I mean no disrespect, but to consign all the religious and the supernatural and the spiritual into neural failures to me smacks of Scrooge's rejection of the reality of Marley's ghost:
"Why do you doubt your senses?'' The Ghost asked.
"Because,'' said Scrooge, "a little thing affects them. A slight disorder of the stomach makes them cheats. You may be an undigested bit of beef, a blot of mustard, a crumb of cheese, a fragment of an underdone potato. There's more of gravy than of grave about you, whatever you are!''
In the end, I can't help feeling that if religion can manage without complete answers, and can acknowledge that there are things we may never know in our physical lives upon this plane of existence; why cannot scientists merely pursue their research, and not attempt to disprove religion?

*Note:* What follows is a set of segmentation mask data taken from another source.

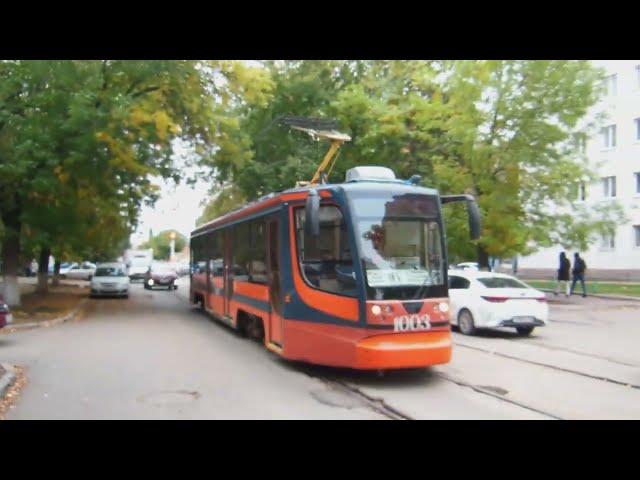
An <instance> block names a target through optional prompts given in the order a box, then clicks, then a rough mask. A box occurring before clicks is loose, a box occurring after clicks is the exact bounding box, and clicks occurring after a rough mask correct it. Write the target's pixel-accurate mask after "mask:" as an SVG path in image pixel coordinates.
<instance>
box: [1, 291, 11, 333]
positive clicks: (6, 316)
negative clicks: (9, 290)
mask: <svg viewBox="0 0 640 480" xmlns="http://www.w3.org/2000/svg"><path fill="white" fill-rule="evenodd" d="M12 321H13V316H12V315H11V310H9V306H8V305H7V304H6V303H4V300H3V299H2V297H0V328H2V327H6V326H7V325H8V324H9V323H11V322H12Z"/></svg>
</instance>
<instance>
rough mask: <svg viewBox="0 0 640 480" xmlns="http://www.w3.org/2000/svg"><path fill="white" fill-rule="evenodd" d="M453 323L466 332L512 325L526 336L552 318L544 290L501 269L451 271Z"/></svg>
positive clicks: (450, 284) (517, 331) (463, 332)
mask: <svg viewBox="0 0 640 480" xmlns="http://www.w3.org/2000/svg"><path fill="white" fill-rule="evenodd" d="M449 299H450V312H451V313H450V314H451V324H452V325H456V326H458V328H459V329H460V332H461V333H463V334H465V335H473V334H474V333H475V331H476V329H478V328H499V327H513V328H515V329H516V330H517V332H518V334H519V335H522V336H527V335H530V334H531V332H533V329H534V328H535V327H543V326H545V325H547V324H548V321H549V305H548V304H547V297H546V295H545V294H544V292H541V291H540V290H536V289H535V288H532V287H530V286H529V285H527V284H526V283H523V282H521V281H520V280H518V279H516V278H514V277H511V276H509V275H504V274H501V273H491V272H476V271H470V270H450V271H449Z"/></svg>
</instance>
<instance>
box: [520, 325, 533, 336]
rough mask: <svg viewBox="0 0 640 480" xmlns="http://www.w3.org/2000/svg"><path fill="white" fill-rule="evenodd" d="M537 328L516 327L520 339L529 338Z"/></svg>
mask: <svg viewBox="0 0 640 480" xmlns="http://www.w3.org/2000/svg"><path fill="white" fill-rule="evenodd" d="M534 328H535V327H516V331H517V332H518V336H520V337H528V336H529V335H531V332H533V329H534Z"/></svg>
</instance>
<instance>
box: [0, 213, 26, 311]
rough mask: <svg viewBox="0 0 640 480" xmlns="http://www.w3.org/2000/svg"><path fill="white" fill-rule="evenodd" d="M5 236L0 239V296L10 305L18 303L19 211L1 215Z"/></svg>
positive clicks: (18, 297)
mask: <svg viewBox="0 0 640 480" xmlns="http://www.w3.org/2000/svg"><path fill="white" fill-rule="evenodd" d="M2 222H3V223H4V227H5V236H4V239H3V241H2V265H3V267H2V269H3V272H4V284H3V285H2V288H1V289H0V293H1V294H2V298H3V299H4V301H5V302H6V303H7V304H8V305H9V306H10V307H16V306H19V305H20V286H19V285H18V268H19V266H20V228H21V226H22V225H21V224H20V212H19V211H15V210H14V211H5V212H3V215H2Z"/></svg>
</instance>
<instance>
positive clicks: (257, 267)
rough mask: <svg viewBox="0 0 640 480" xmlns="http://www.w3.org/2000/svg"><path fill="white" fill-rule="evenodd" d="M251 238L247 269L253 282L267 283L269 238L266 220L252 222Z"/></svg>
mask: <svg viewBox="0 0 640 480" xmlns="http://www.w3.org/2000/svg"><path fill="white" fill-rule="evenodd" d="M250 230H251V239H250V245H249V257H248V263H247V270H248V272H249V281H250V282H252V283H263V284H266V283H267V239H266V237H265V222H264V221H263V220H255V221H253V222H251V224H250Z"/></svg>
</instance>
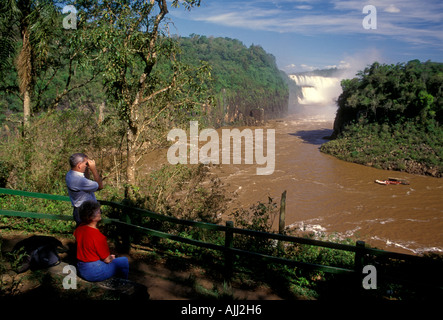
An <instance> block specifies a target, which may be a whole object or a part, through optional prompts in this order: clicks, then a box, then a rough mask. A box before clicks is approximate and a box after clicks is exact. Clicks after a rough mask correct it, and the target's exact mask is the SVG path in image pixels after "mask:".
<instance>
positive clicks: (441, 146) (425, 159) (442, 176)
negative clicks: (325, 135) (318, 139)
mask: <svg viewBox="0 0 443 320" xmlns="http://www.w3.org/2000/svg"><path fill="white" fill-rule="evenodd" d="M442 139H443V129H442V128H441V127H440V126H439V125H438V124H436V123H431V124H427V125H426V126H425V125H418V124H415V123H412V122H406V123H403V124H396V125H387V124H378V123H371V124H361V123H357V124H353V125H350V126H348V127H347V128H346V130H344V131H343V132H342V133H341V134H340V135H339V136H338V137H337V138H336V139H333V140H331V141H329V142H327V143H325V144H323V145H322V146H321V148H320V151H322V152H324V153H327V154H330V155H332V156H334V157H336V158H338V159H341V160H345V161H349V162H353V163H357V164H362V165H366V166H370V167H374V168H378V169H384V170H393V171H400V172H407V173H410V174H418V175H427V176H432V177H437V178H441V177H443V160H442V158H443V146H442V144H441V141H442Z"/></svg>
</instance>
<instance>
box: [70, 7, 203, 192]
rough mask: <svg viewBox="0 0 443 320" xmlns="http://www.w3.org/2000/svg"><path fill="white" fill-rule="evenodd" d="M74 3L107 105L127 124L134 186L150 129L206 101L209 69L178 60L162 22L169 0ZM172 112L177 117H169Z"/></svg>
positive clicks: (148, 138) (81, 32)
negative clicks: (111, 105)
mask: <svg viewBox="0 0 443 320" xmlns="http://www.w3.org/2000/svg"><path fill="white" fill-rule="evenodd" d="M73 4H74V5H75V6H76V7H77V9H78V10H79V19H78V29H79V30H77V31H78V32H76V37H77V39H78V41H79V44H81V45H82V46H92V47H94V48H95V53H94V54H92V55H91V57H90V61H95V62H97V65H96V68H97V69H98V70H101V72H102V75H103V77H104V82H105V86H106V90H107V94H108V99H109V102H110V103H112V104H113V105H114V106H115V107H116V108H117V110H118V113H119V116H120V119H121V120H122V121H124V122H125V126H126V143H127V156H126V160H127V163H126V165H127V170H126V175H127V184H128V186H133V185H136V177H135V168H136V164H137V162H138V161H139V159H140V157H141V155H142V154H143V150H144V148H145V147H146V146H147V145H149V143H150V141H149V139H150V137H149V133H150V131H151V130H152V129H153V127H155V126H158V122H157V121H159V120H161V119H162V120H163V121H164V122H163V123H164V124H167V123H170V121H173V120H174V121H177V119H179V118H180V117H183V116H185V115H188V114H190V113H191V112H192V111H193V110H194V108H195V107H196V106H198V105H201V104H203V103H205V102H206V101H205V100H204V99H206V98H207V96H205V90H204V89H205V85H204V79H205V77H206V75H207V74H208V68H207V66H206V65H202V66H200V67H199V68H192V67H190V66H188V65H186V64H184V63H181V62H180V61H178V60H177V59H176V52H177V50H178V47H177V46H176V44H175V42H174V41H173V39H171V38H170V37H168V34H167V25H166V24H165V23H164V20H165V17H166V15H167V14H168V1H166V0H150V1H129V0H128V1H124V0H122V1H110V0H103V1H76V2H75V3H73ZM179 5H183V6H184V7H185V8H186V9H187V10H190V9H192V8H194V7H197V6H199V5H200V0H182V1H179V0H174V1H172V6H174V7H178V6H179ZM160 62H161V63H160ZM172 112H175V116H174V119H172V117H170V116H168V115H170V114H171V113H172ZM130 189H131V188H127V191H129V190H130ZM127 195H128V196H129V197H130V194H127Z"/></svg>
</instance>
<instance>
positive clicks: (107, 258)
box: [103, 254, 115, 263]
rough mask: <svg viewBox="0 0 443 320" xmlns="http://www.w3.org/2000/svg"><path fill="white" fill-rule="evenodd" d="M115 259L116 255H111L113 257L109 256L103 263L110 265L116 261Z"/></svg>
mask: <svg viewBox="0 0 443 320" xmlns="http://www.w3.org/2000/svg"><path fill="white" fill-rule="evenodd" d="M114 259H115V255H114V254H111V255H109V256H108V257H107V258H106V259H105V260H103V262H105V263H110V262H111V261H112V260H114Z"/></svg>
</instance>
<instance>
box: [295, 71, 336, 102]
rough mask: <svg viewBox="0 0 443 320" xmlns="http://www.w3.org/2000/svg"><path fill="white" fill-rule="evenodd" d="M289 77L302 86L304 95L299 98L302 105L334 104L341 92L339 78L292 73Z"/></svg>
mask: <svg viewBox="0 0 443 320" xmlns="http://www.w3.org/2000/svg"><path fill="white" fill-rule="evenodd" d="M289 77H290V78H291V79H292V80H294V81H295V83H296V84H297V85H298V86H300V87H302V93H303V97H302V98H300V97H299V98H298V102H299V103H300V104H302V105H307V104H309V105H312V104H320V105H330V104H334V101H335V100H336V99H337V97H338V95H339V94H340V92H341V86H340V79H339V78H332V77H331V78H330V77H321V76H307V75H290V76H289Z"/></svg>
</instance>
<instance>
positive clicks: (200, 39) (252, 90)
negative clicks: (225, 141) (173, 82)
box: [178, 34, 289, 123]
mask: <svg viewBox="0 0 443 320" xmlns="http://www.w3.org/2000/svg"><path fill="white" fill-rule="evenodd" d="M178 41H179V43H180V47H181V53H180V56H179V57H180V59H181V60H183V61H186V62H187V63H190V64H194V65H196V64H198V63H199V62H200V61H204V62H206V63H208V64H209V65H210V66H211V75H212V76H213V79H214V81H213V83H212V85H211V91H212V94H213V95H214V97H215V99H216V101H215V103H216V105H214V106H212V109H211V111H210V112H209V114H210V115H212V117H213V118H215V119H214V120H213V121H215V122H216V121H217V120H218V121H219V123H220V119H223V118H224V117H225V119H226V120H228V122H229V121H231V120H232V121H234V122H236V121H237V122H241V121H245V120H246V118H247V117H249V116H251V111H252V110H254V109H257V108H263V109H264V112H265V115H266V116H267V117H268V118H273V117H280V116H283V115H285V114H286V112H287V107H288V96H289V93H288V92H289V89H288V85H287V83H286V82H285V80H284V76H283V75H282V74H281V72H280V71H279V70H278V68H277V65H276V62H275V57H274V56H272V55H270V54H268V53H266V51H264V50H263V48H262V47H260V46H256V45H251V46H250V47H249V48H247V47H246V46H245V45H243V43H241V42H240V41H239V40H236V39H230V38H213V37H209V38H207V37H205V36H198V35H195V34H193V35H191V36H190V37H189V38H180V39H178ZM223 121H224V120H223Z"/></svg>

I still feel that the best solution is for fundementalists to stop being fundamentalist, whichever side of the debate they may be on. Folks who think that their holy book is 100% literal need to wake up and smell the coffee-- not only is their book not 100% literal, but chances are, it wasn't even written in the language in which they're reading it. But folks who cannot let the Mysteria Divina (Divine Mystery, the mystery that is God) go, without attempting to prove it's a hoax or a sickness or a psychological defect or a conspiracy to control people, also need to wake up and smell the coffee. There are non-fundamentalist religious people, who have nothing against science or reason, for whom such attempts are nonetheless offensive. Not everyone has to believe the same things. We just have to be tolerant enough to let each other live in peace.
**added note: I actually did not intend this last paragraph as a response to what you wrote, ratbastid, so I sincerely hope it didn't sound like I was being accusatory toward you. That wasn't my intention, and indeed, you have been nothing but genteel.